While some people have no trouble being assertive in relationships and daily interactions, others have a tendency to shrink away from conflict. As a result, they miss out on opportunities to have their opinions heard and possibly spark change in their relationships. There are various reasons a person might act timid. For example, stress can lead to an unassertive stance, as can belief systems and fear of rejection or criticism, suggests Margarita Tartakovsky, associate editor at Psych Central, in her article titled, "Five Tips to Increase Your Assertiveness." Nevertheless, several strategies can help you find poor communication skills and stand your ground in your relationship.

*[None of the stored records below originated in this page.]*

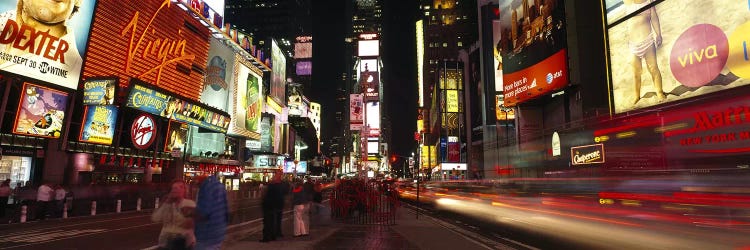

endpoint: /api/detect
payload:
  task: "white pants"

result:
[294,205,308,236]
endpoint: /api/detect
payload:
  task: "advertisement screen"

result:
[234,64,263,133]
[126,81,230,133]
[294,43,312,59]
[295,61,312,76]
[607,0,750,113]
[0,0,96,89]
[13,83,68,138]
[82,0,210,102]
[357,40,380,56]
[83,78,117,105]
[78,105,117,145]
[270,39,286,106]
[200,38,234,111]
[496,0,568,107]
[164,121,188,152]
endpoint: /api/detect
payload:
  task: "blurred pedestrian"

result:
[260,173,284,242]
[151,180,195,250]
[0,179,12,218]
[54,185,68,217]
[195,175,229,250]
[36,181,54,220]
[292,183,309,237]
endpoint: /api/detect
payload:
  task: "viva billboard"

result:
[606,0,750,113]
[0,0,96,89]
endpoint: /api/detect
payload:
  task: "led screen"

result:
[357,40,380,56]
[270,39,286,106]
[78,105,117,145]
[13,83,68,138]
[496,0,568,107]
[607,0,750,113]
[0,0,96,89]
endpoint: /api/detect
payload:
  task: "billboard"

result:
[606,0,750,113]
[295,61,312,76]
[200,37,234,111]
[0,0,96,89]
[13,83,68,138]
[270,39,286,106]
[78,105,117,145]
[500,0,568,107]
[349,94,365,130]
[83,0,210,101]
[125,80,230,133]
[357,40,380,57]
[359,71,380,101]
[234,63,263,136]
[83,78,117,105]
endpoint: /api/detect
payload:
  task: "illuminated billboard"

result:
[365,102,380,136]
[78,105,117,145]
[13,83,68,138]
[496,0,568,107]
[270,39,286,106]
[294,43,312,59]
[83,0,210,101]
[295,61,312,76]
[0,0,96,89]
[200,38,234,111]
[357,40,380,57]
[607,0,750,113]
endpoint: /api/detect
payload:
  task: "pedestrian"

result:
[292,183,309,237]
[260,173,284,242]
[36,181,54,220]
[195,175,229,250]
[0,179,12,218]
[55,185,68,217]
[151,180,195,250]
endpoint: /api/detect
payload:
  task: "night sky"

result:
[307,0,419,156]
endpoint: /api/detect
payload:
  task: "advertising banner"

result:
[607,0,750,113]
[82,0,210,101]
[496,0,568,107]
[126,81,230,133]
[270,39,286,106]
[78,105,118,145]
[349,94,365,130]
[13,83,68,138]
[164,121,188,152]
[234,63,263,133]
[0,0,96,89]
[83,78,117,105]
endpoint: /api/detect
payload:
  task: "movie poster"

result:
[0,0,96,89]
[78,105,117,145]
[606,0,750,113]
[13,83,68,138]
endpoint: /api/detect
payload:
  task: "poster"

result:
[83,78,117,105]
[495,0,568,107]
[78,105,118,145]
[13,83,68,138]
[0,0,96,90]
[606,0,750,113]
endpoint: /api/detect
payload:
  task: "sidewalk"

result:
[229,202,500,250]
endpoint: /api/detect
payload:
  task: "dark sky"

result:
[307,0,418,156]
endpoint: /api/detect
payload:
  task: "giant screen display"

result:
[0,0,96,89]
[496,0,568,107]
[270,39,286,106]
[606,0,750,113]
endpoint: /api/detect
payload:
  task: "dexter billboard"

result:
[606,0,750,113]
[0,0,96,89]
[498,0,568,107]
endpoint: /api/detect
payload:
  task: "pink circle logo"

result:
[669,24,729,87]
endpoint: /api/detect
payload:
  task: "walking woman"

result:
[151,180,195,250]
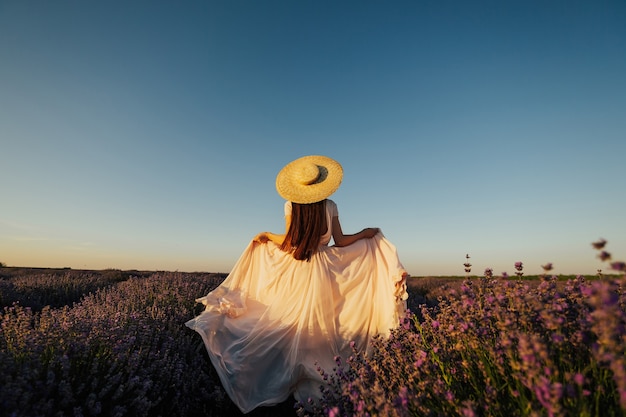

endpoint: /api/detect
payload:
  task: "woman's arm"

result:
[333,216,380,247]
[252,216,291,245]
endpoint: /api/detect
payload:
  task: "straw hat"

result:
[276,155,343,204]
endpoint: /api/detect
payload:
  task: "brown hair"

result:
[280,200,327,261]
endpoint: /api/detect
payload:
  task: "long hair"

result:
[280,200,328,261]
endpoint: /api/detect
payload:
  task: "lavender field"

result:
[0,263,626,416]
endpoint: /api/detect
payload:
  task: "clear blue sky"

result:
[0,0,626,275]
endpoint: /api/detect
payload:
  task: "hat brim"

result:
[276,155,343,204]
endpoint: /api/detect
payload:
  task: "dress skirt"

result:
[186,233,407,413]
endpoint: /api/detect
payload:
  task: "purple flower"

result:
[611,262,626,272]
[591,239,606,250]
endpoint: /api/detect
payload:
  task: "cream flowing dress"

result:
[186,200,407,413]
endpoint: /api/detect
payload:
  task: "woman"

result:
[186,155,407,413]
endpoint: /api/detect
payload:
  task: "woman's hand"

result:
[252,232,270,243]
[361,227,380,239]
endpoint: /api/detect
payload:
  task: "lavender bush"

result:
[0,241,626,417]
[0,273,231,416]
[299,272,626,416]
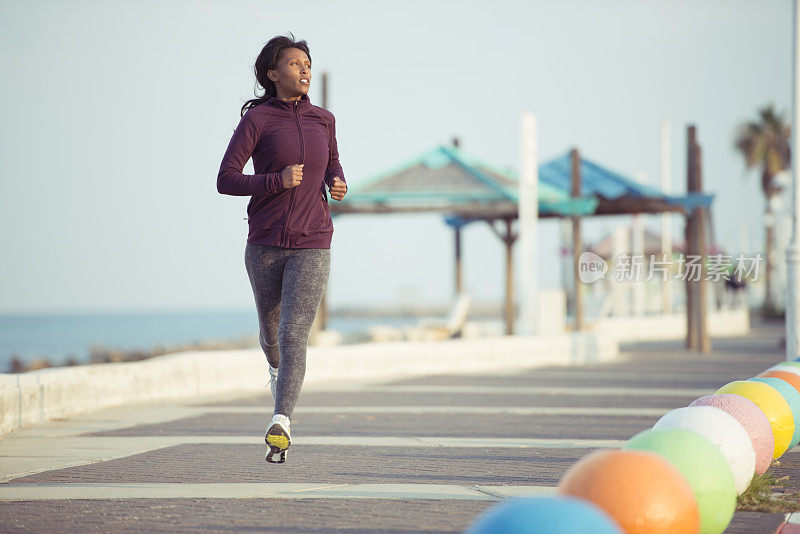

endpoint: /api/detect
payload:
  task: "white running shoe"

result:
[267,363,278,400]
[264,413,292,464]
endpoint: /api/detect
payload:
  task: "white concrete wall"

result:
[0,333,618,435]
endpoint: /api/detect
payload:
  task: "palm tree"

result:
[736,104,791,315]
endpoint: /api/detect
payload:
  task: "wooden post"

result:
[503,219,515,336]
[570,148,583,331]
[684,125,711,352]
[453,225,462,295]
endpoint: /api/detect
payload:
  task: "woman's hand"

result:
[331,176,347,200]
[281,163,303,189]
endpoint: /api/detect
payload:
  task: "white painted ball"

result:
[653,406,756,495]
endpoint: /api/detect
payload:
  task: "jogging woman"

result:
[217,36,347,463]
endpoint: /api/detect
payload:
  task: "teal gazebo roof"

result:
[539,152,714,215]
[331,146,598,219]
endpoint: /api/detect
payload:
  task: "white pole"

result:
[517,112,539,335]
[609,223,631,317]
[786,0,800,360]
[659,117,672,314]
[631,172,647,317]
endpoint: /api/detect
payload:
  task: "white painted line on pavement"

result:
[290,406,670,417]
[0,435,625,488]
[0,483,556,501]
[316,384,715,398]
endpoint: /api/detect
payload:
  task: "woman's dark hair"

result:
[240,32,311,116]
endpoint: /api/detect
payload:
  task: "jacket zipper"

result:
[283,100,305,247]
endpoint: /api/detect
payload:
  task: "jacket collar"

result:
[267,95,311,109]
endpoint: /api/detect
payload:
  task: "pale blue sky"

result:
[0,0,791,311]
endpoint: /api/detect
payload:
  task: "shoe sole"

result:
[264,425,292,464]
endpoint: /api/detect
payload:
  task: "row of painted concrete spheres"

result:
[467,361,800,534]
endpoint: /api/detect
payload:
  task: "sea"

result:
[0,310,418,373]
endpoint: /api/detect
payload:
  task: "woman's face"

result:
[267,48,311,99]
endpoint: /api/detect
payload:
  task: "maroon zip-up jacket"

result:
[217,95,345,248]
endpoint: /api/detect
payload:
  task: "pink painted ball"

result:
[689,394,775,475]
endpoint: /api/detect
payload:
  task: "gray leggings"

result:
[244,243,331,417]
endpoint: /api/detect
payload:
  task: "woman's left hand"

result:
[331,176,347,200]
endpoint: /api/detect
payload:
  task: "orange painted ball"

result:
[558,449,700,534]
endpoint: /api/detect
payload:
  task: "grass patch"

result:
[736,472,800,513]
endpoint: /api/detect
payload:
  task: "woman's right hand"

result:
[281,163,303,189]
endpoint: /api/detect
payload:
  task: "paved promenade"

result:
[0,324,788,534]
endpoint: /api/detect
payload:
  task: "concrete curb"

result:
[0,333,618,436]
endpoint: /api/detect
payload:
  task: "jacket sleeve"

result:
[325,114,347,189]
[217,111,283,196]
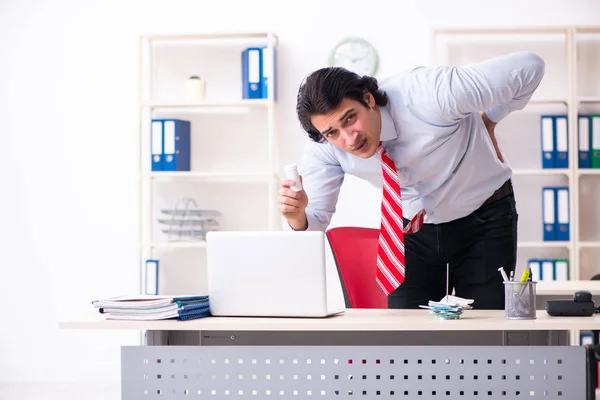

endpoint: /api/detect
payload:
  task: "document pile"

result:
[92,295,210,321]
[419,295,473,319]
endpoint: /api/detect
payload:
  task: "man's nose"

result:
[344,130,358,146]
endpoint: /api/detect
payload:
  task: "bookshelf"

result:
[138,32,280,294]
[431,27,600,344]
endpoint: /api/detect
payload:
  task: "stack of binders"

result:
[92,295,210,321]
[527,259,569,282]
[151,119,191,171]
[578,114,600,168]
[542,187,570,241]
[242,47,277,99]
[541,115,569,168]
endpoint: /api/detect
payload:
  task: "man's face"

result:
[310,93,381,158]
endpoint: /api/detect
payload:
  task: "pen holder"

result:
[504,281,537,319]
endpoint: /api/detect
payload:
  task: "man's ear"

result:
[364,91,375,108]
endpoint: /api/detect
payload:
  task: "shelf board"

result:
[577,168,600,175]
[536,281,600,296]
[513,168,568,176]
[517,241,571,248]
[433,26,568,35]
[142,99,275,113]
[144,241,206,249]
[144,171,279,184]
[529,97,569,104]
[577,241,600,249]
[577,96,600,103]
[144,32,276,42]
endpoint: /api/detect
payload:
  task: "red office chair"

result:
[327,227,387,308]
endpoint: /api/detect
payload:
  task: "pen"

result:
[498,267,508,282]
[521,269,531,282]
[519,269,531,296]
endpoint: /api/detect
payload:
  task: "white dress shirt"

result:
[294,52,544,231]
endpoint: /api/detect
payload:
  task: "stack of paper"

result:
[92,295,210,321]
[419,295,473,319]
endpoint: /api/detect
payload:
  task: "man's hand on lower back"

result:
[480,111,504,163]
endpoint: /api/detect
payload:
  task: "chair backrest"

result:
[327,227,388,308]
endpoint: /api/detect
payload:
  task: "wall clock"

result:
[329,37,379,75]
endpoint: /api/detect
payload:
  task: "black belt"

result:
[481,179,514,207]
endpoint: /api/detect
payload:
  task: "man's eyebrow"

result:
[321,108,354,135]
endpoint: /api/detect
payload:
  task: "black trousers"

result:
[388,188,518,309]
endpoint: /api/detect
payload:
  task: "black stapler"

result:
[546,290,596,317]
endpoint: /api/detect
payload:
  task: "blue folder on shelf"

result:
[150,120,163,171]
[542,187,556,241]
[152,119,191,171]
[242,47,263,99]
[555,187,570,241]
[577,115,592,168]
[540,115,555,168]
[554,115,569,168]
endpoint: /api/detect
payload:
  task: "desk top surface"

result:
[59,309,600,331]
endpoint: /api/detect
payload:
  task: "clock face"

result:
[329,38,378,75]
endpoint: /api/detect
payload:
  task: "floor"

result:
[0,382,121,400]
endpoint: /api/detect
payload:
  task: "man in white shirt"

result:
[278,52,545,309]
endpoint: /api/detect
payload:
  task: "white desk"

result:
[60,309,600,332]
[60,309,600,400]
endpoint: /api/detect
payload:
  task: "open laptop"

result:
[206,231,345,317]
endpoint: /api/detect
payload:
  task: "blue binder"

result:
[554,115,569,168]
[578,115,592,168]
[540,115,555,168]
[554,187,570,241]
[527,258,543,282]
[261,47,277,100]
[161,119,191,171]
[542,187,556,241]
[540,258,556,282]
[242,47,263,99]
[150,120,163,171]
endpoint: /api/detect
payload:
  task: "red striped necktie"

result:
[375,142,425,295]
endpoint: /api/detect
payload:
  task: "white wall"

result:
[0,0,600,399]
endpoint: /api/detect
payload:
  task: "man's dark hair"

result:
[296,67,388,142]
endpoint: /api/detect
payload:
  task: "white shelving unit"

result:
[139,32,280,294]
[432,27,600,344]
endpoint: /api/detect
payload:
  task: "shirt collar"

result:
[379,105,398,142]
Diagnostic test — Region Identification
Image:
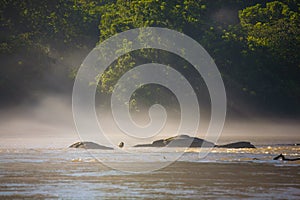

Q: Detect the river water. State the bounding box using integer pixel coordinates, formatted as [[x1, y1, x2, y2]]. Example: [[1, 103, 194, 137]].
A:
[[0, 145, 300, 199]]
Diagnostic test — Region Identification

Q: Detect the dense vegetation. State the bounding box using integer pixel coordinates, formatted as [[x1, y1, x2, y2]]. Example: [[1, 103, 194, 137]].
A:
[[0, 0, 300, 115]]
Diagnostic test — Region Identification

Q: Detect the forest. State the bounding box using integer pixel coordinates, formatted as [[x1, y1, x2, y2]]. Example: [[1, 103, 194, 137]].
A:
[[0, 0, 300, 117]]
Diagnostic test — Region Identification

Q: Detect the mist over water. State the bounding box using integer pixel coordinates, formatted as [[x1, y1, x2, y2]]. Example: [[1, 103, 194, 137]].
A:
[[0, 94, 300, 148]]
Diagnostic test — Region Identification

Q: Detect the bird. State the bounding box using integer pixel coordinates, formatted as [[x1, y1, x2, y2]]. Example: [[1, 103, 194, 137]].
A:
[[119, 142, 124, 148]]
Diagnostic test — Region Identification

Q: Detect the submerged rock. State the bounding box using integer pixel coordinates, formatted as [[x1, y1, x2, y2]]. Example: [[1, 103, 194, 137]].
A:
[[273, 153, 300, 161], [134, 135, 215, 147], [215, 142, 256, 149], [69, 142, 113, 150]]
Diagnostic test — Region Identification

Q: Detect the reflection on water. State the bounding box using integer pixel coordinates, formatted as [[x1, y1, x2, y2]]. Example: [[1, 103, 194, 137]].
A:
[[0, 146, 300, 199]]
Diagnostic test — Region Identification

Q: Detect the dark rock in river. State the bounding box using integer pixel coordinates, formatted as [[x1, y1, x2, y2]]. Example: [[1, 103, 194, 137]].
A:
[[69, 142, 113, 150], [215, 142, 255, 148], [134, 135, 215, 147]]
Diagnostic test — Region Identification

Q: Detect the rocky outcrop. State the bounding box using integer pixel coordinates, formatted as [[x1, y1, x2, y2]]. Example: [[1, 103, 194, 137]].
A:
[[215, 142, 255, 149], [134, 135, 255, 148], [134, 135, 215, 147], [273, 153, 300, 161], [69, 142, 113, 150]]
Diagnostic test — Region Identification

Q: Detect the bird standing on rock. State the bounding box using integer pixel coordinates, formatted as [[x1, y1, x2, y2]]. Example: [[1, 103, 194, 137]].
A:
[[119, 142, 124, 148]]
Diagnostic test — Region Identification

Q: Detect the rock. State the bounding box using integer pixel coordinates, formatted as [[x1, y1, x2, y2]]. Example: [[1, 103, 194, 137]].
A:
[[215, 142, 256, 149], [273, 153, 300, 161], [134, 135, 215, 147], [69, 142, 113, 150]]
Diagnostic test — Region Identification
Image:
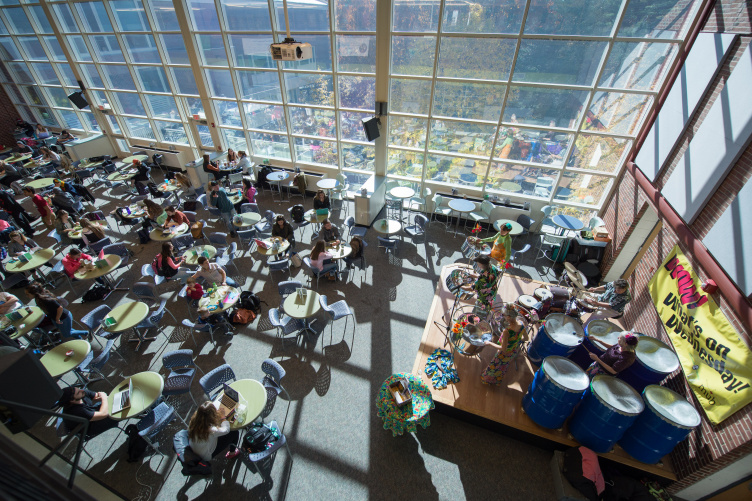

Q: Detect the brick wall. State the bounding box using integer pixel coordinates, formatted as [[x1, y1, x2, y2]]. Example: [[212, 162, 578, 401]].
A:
[[602, 10, 752, 492]]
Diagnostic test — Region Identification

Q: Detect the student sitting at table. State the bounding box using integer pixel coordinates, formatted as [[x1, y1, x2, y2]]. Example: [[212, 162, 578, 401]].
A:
[[58, 386, 117, 436], [319, 219, 340, 243], [162, 205, 191, 228], [0, 292, 22, 315], [8, 231, 41, 256], [26, 282, 89, 340], [193, 256, 238, 287], [313, 190, 332, 210], [311, 240, 337, 277], [144, 198, 167, 226], [188, 402, 240, 461]]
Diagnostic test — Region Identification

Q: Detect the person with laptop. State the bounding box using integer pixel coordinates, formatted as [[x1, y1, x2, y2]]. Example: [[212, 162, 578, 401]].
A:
[[188, 402, 240, 461], [58, 386, 117, 436], [26, 282, 89, 340]]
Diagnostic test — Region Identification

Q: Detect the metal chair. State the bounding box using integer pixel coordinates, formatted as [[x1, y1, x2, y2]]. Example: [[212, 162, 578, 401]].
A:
[[198, 364, 235, 400], [319, 295, 355, 334]]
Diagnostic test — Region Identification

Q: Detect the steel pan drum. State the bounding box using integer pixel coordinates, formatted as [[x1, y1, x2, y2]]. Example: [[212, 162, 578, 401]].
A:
[[569, 374, 645, 452], [522, 355, 590, 428], [618, 335, 679, 392], [527, 313, 585, 366], [569, 320, 622, 369], [619, 384, 700, 464]]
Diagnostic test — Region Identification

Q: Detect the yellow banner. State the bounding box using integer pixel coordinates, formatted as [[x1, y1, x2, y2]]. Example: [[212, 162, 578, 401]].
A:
[[648, 245, 752, 424]]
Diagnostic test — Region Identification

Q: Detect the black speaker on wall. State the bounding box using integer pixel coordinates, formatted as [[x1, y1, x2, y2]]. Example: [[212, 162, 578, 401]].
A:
[[68, 91, 89, 110], [0, 351, 63, 433], [362, 117, 381, 141]]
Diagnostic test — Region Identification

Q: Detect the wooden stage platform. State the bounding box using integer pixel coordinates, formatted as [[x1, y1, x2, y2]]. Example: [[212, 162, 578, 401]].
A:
[[412, 264, 676, 480]]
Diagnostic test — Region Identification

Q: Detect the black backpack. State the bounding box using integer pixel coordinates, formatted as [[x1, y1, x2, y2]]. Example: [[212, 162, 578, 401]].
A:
[[290, 205, 305, 223]]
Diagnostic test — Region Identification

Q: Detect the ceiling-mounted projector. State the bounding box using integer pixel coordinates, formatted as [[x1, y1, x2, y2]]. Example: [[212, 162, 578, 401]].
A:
[[269, 38, 313, 61]]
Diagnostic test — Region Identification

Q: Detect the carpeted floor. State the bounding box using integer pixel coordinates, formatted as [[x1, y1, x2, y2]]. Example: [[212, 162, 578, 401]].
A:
[[15, 173, 554, 500]]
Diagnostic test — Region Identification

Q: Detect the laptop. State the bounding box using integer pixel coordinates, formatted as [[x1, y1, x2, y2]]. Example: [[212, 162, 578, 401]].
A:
[[214, 383, 240, 421], [112, 378, 133, 414]]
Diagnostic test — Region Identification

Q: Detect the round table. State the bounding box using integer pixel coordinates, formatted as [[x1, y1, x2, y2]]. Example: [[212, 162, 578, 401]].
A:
[[499, 181, 522, 193], [376, 373, 434, 437], [447, 198, 475, 233], [39, 339, 91, 377], [198, 285, 240, 314], [373, 219, 402, 235], [26, 177, 55, 190], [107, 371, 164, 421], [283, 289, 321, 334], [5, 248, 55, 273], [10, 306, 45, 339], [123, 155, 149, 165], [183, 245, 217, 266], [494, 219, 522, 236], [256, 237, 290, 256], [149, 223, 189, 242], [73, 254, 123, 280], [230, 379, 266, 430], [551, 214, 585, 235], [232, 212, 261, 228], [102, 301, 149, 333]]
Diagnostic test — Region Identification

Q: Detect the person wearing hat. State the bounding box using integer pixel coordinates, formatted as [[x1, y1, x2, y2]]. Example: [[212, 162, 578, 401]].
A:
[[58, 386, 117, 435], [463, 256, 501, 314], [480, 223, 512, 266], [586, 332, 639, 376]]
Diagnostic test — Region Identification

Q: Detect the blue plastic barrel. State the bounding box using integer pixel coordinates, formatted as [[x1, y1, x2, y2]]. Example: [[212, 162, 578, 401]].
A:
[[527, 313, 585, 367], [618, 335, 679, 393], [569, 320, 622, 369], [569, 374, 645, 452], [619, 384, 700, 464], [522, 355, 590, 428]]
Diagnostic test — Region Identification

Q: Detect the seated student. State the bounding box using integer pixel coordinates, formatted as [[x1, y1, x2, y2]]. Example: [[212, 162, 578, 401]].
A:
[[313, 190, 332, 210], [163, 205, 191, 228], [58, 386, 118, 436], [311, 240, 337, 273], [188, 402, 240, 461], [193, 256, 237, 288], [319, 219, 340, 243]]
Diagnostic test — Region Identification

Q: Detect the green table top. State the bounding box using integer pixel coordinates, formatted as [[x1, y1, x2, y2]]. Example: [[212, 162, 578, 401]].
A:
[[26, 177, 55, 190], [183, 245, 217, 265], [149, 223, 188, 242], [107, 370, 164, 421], [6, 306, 44, 339], [39, 339, 91, 377], [230, 379, 266, 430], [285, 289, 321, 318], [5, 248, 55, 273], [75, 254, 123, 280], [102, 301, 149, 332]]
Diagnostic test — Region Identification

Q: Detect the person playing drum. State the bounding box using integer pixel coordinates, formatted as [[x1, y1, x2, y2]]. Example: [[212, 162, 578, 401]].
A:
[[479, 223, 512, 267], [586, 332, 638, 376], [462, 256, 501, 314], [480, 303, 525, 384]]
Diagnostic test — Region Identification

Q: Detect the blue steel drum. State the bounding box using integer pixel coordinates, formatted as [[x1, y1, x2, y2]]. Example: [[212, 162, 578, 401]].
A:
[[522, 355, 590, 428], [569, 320, 622, 369], [527, 313, 585, 367], [618, 335, 679, 392], [569, 374, 645, 452], [619, 384, 700, 464]]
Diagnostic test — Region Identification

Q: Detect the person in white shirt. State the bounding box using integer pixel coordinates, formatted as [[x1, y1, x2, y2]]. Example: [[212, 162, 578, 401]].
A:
[[188, 402, 240, 461]]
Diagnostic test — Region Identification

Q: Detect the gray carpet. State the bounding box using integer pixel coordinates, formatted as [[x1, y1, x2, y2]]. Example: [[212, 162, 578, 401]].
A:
[[20, 178, 554, 500]]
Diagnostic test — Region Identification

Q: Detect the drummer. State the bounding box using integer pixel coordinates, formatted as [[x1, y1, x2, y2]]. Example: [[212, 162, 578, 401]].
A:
[[462, 255, 501, 314], [586, 332, 638, 376], [478, 223, 512, 267]]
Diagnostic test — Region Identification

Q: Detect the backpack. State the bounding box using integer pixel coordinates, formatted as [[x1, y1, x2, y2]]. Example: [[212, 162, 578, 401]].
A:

Before you stand your ground against your boyfriend, do some prep work to shake off your feelings of anxiety or guilt, suggests Tartakovsky. This is especially necessary if you aren't accustomed to speaking your mind. Practice deep breathing exercises to reduce your heart rate and ease your nerves, suggests Tartakovsky. While doing so, reflect on your need to speak up. Consider the benefits your words can have, not just for you, but for your boyfriend and your relationship, as well.
Rehearse Your Words
Rehearse assertive comments to yourself, suggests Clay Tucker-Ladd, Ph.D. and self-help author, in his PsychCentral article, "Building Assertiveness in Four Steps." While rehearsing, you can imagine your boyfriend’s responses or have a friend to role-play his reactions. If you take the latter option, make sure your friend is familiar with your boyfriend and his typical behavior. Begin with small imaginary conflicts, suggests Tucker-Ladd, before moving on to larger issues. Practice your wording, so you come across as direct yet respectful.
Rehearse Non-Verbal Messages
Communication involves more than just the verbal aspects, reminds MayoClinic.com in the article, "Being Assertive: Reduce Stress, Communicate Better." A well-rehearsed assertive statement will come off as weak, if you mumble through it and can't seem to maintain eye contact. Rehearse confident body language. For example, ensure that you have erect posture and solid eye contact, suggests MayoClinic.com. Avoid gestures that relay a lack of self-confidence, such as fidgeting or slouching. Remember to speak up, and believe that what you have to say is important. Practice this in front of a friend who can provide you with feedback.
Apply what you practiced in real-life scenarios with your boyfriend. Just as with your practice sessions, start with small issues, suggests Tucker-Ladd. For example, if your boyfriend wants to eat fast food for the fifth time in a week, say that you'd rather stay home and cook something together. Be prepared to defend your stance by listing the benefits of eating at home. In the worst-case scenario, expect a disagreement that ends with him eating out and you cooking for yourself. Remember, just because you’re a couple, you don’t have to do everything together, especially if you both have different opinions on a matter. Once you are comfortable with being assertive over small matters, move on to bigger issues.